Sexy is a State of Mind
So what can we as mothers do about this, aside from getting exorbitant amounts of liposuction and plastic surgery to re-create the sexy bodies we had before babies? What could possibly change our sex lives for the better, transforming us from insecure matrons to seductive sex kittens? A good therapist comes to mind. And avoiding the urge to buy the magazines that flaunt the celebrity moms in their perfect post-baby bodies that make us regular moms feel like crap. But there may be something else.
Why not realize that sexy is a state of mind? Having children didn’t change the fact that we are strong, beautiful women. We’re the same women, and if we were sexy before, we can be sexy again. All we need is to believe it. Be confident, and then broadcast that to the universe, and especially your partner. Find your inner porn star, your Bettie Page, your Julia Roberts or whomever you find sexy. Maybe if we stop thinking about what is wrong with our bodies, and instead think about what is right about them, then we will feel more like the sex goddesses that we are inside.
Allison, a 35-year-old mother of three, said, “I feel sexier now than I ever did before kids…it’s knowing that I have accomplished something beautiful. I’ve made a beautiful family; I have a wonderful husband.” She was able to find her sexiness in the fact that she did what women’s bodies were intended to do, and that is to create life. That’s sexy. It’s primal and fundamental, and it makes us more womanly and sexual, not less. So what if our bodies changed along the way? If we believe it and live sexy, we will be to our partners, and it will make our sexual experiences go from lukewarm and lame to titillating and intoxicating. Better than chocolate maybe. Well, maybe not better, but close.
A Little Self-Help Goes a Long Way
Don’t get me wrong—I am not saying you should stop trying to improve the way you look if you are not happy with it. I, myself, am still trying to lose weight and get into great shape. Exercising and eating right makes me feel in control of my body and makes me feel like I am sculpting the perfect, strong, sexy body that I want. Find out what makes you feel good about yourself, what makes you feel optimistic and powerful, and then make the time to do that. Maybe it is working out regularly, or perhaps it is having your hair done or getting a facial. Maybe a day at the spa once a month makes you feel soft, supple and sexy and ready for your partner to caress and explore your body. For other women, figure flattering lingerie (or a particularly shiny studded collar) might do the trick or candles and music to do a sexy strip tease to.
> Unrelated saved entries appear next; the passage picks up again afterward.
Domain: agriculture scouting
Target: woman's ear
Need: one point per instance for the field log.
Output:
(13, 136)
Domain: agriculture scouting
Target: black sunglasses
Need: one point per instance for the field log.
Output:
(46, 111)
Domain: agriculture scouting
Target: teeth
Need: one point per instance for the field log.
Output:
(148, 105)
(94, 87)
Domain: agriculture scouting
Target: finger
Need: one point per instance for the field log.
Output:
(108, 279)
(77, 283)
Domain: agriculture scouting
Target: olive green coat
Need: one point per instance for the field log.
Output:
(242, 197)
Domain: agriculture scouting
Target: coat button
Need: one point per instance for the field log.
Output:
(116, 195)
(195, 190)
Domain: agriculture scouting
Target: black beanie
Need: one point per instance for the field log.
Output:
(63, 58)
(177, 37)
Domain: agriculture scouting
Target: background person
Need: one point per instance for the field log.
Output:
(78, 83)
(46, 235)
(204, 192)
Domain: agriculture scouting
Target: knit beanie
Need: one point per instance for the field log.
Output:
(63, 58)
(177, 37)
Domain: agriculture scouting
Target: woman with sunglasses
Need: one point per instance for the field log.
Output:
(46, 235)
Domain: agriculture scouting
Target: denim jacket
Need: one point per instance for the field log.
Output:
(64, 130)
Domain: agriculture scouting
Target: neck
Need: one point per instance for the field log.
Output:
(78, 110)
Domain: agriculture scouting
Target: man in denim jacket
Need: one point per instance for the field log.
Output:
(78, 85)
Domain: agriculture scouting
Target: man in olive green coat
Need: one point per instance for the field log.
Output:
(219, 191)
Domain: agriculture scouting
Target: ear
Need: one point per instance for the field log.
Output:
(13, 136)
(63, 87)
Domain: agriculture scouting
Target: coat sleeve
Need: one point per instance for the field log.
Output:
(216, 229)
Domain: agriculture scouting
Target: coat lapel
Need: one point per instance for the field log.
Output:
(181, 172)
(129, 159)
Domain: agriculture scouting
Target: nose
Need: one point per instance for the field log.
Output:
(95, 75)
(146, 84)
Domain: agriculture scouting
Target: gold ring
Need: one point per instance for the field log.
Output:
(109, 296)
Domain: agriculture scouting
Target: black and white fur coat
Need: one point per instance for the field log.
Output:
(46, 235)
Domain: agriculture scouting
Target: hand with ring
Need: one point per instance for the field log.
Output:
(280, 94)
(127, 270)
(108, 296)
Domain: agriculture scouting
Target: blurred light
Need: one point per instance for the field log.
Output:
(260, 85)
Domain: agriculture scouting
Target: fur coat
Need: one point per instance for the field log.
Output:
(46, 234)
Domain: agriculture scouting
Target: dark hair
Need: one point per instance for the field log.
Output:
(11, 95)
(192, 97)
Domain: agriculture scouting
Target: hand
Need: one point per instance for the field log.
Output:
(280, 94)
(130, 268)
Do what you need to do to make yourself feel good, but don’t for a second think that if you can’t lose the weight or the stretch marks don’t fade, that you can’t be sexy, attractive and enticing.
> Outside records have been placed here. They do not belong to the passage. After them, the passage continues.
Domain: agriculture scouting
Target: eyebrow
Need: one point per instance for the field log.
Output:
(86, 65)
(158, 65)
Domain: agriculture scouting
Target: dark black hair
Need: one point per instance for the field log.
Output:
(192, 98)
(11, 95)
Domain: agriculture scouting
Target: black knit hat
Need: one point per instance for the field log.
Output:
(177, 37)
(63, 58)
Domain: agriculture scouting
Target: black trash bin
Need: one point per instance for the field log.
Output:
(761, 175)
If You’re Sexy and You Know it, Clap Your Hands
Now comes the reader participation portion of the column. I need to know what your insecurities about your body are, how you feel about sex after children and how you deal with it. If you have overcome some of these issues, tell me how you did it. Or maybe you have a steamy story describing a sexual experience with your partner that made you feel particularly sensual and seductive. That’s what I want from you. I don’t have all the answers and I need you to fill in the blanks so I can give back a more complete perspective when we revisit this topic again. And you better believe it will be revisited. There’s more to this puzzle than can be solved in just one column. But maybe, over time, we can figure it out together.